On your Stripe dashboard, go to DevelopersWebhooks. On the "Webhooks" page, click on the + Add endpoint button at the top right-hand side of the screen. This action will pop up a dialog similar to the one below:


On the dialog, add the webhook URL copied from the CLI into the Endpoint URL field. Next, click the Events to send dropdown and select the account.updated event which will be triggered each time your Stripe account is updated. Click the Add endpoint button to complete this process.

This will create the connection between your Stripe account and the API application running on your local machine for the account.updated event. After the webhook has been successfully added, you will see a screen like the one below:


5. Test webhook requests

With our webhook connection set up, it's now time to test it. Stripe provides a way to send a test webhook that simulates the event you have registered for. This is very handy for testing and debugging purposes.

For more on webhook testing review our complete guide to webhook tests.

On the top right-hand corner of the webhook screen shown above, click on the Send test webhook button. This will pop open a dialog for you to select the event for which you want to send the test. See dialog below:


Make sure you select the account.updated event and click the Send test webhook button.

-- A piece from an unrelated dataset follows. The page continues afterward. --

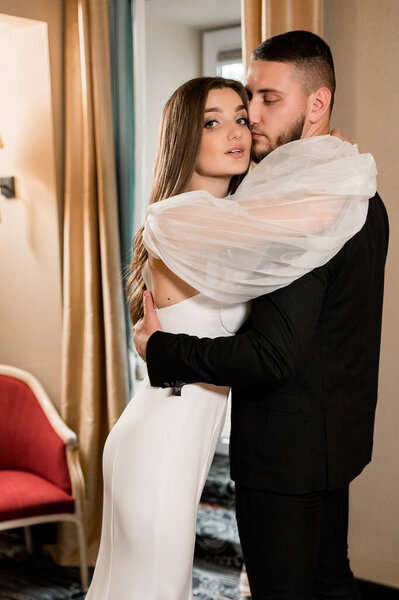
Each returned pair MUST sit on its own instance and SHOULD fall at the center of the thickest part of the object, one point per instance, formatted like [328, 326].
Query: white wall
[173, 55]
[363, 35]
[30, 290]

This will trigger a webhook request to your webhook URL, which will be received at the endpoint you specified when creating the URL (i.e. /stripe-webhooks-endpoint).

Observe the terminal window where you ran the hookdeck listen 1337 command. You will see the webhook request printed to the terminal as shown below:


The last item in the information printed is an endpoint for you to view details about the webhook request just received. Copy this URL and load it in your browser, and you will see an event details screen like the one below.

hookdeck webhook event view

This screen contains details about the webhook request and also the request body sent in the payload, if any. This will enable you to inspect the request data and write code to respond to it.

Important considerations

Webhooks are a simple communication setup and because of this, one might be tempted to trivialize the process. However, there are some very important things to consider when working with webhooks, and some of them are explained below.


‍The more events you subscribe to, the more requests you get and some events are high-frequency events. It is not uncommon to suddenly witness spikes in traffic when working with webhooks. This sudden surge in webhook requests from a high-frequency event can eventually shut down your server if your endpoint gets overwhelmed. One of the ways to solve this is through asynchronous processing with message queues, or by using an online service like Hookdeck.

Request failure

‍Most webhook requests follow a fire-and-forget process, whereby the request is sent without the source confirming if it arrived at the destination successfully or not. Thus, if an error takes place on your endpoint and the webhook request is not retried, that data may be lost. This can have some damaging consequences on the integrity of your system. You want to ensure that failed requests are retried and the request data is persistent between retries. Some providers do this automatically when they receive an error status code from the destination app. In a scenario where the provider does not offer this functionality, you would need to set it up.


As mentioned earlier, webhook requests are regular HTTP requests, so you want to pay attention to authenticating the requests that are sent to your server. Some providers, like Stripe, have API keys and security signatures embedded in headers for you to authenticate your requests.


Webhooks provide a seamless, real-time communication system for online applications. Applications can notify and share information between one another about events taking place and form a chain of automated workflows bringing more value to themselves and their users.

In this article, we have demonstrated how to work with webhooks using Stripe webhooks as a case study. Most webhook providers follow a very similar process with differences only appearing in the shape of the request. Thus, you can transfer the knowledge you have gained in this article to your work with other webhook providers. Happy coding!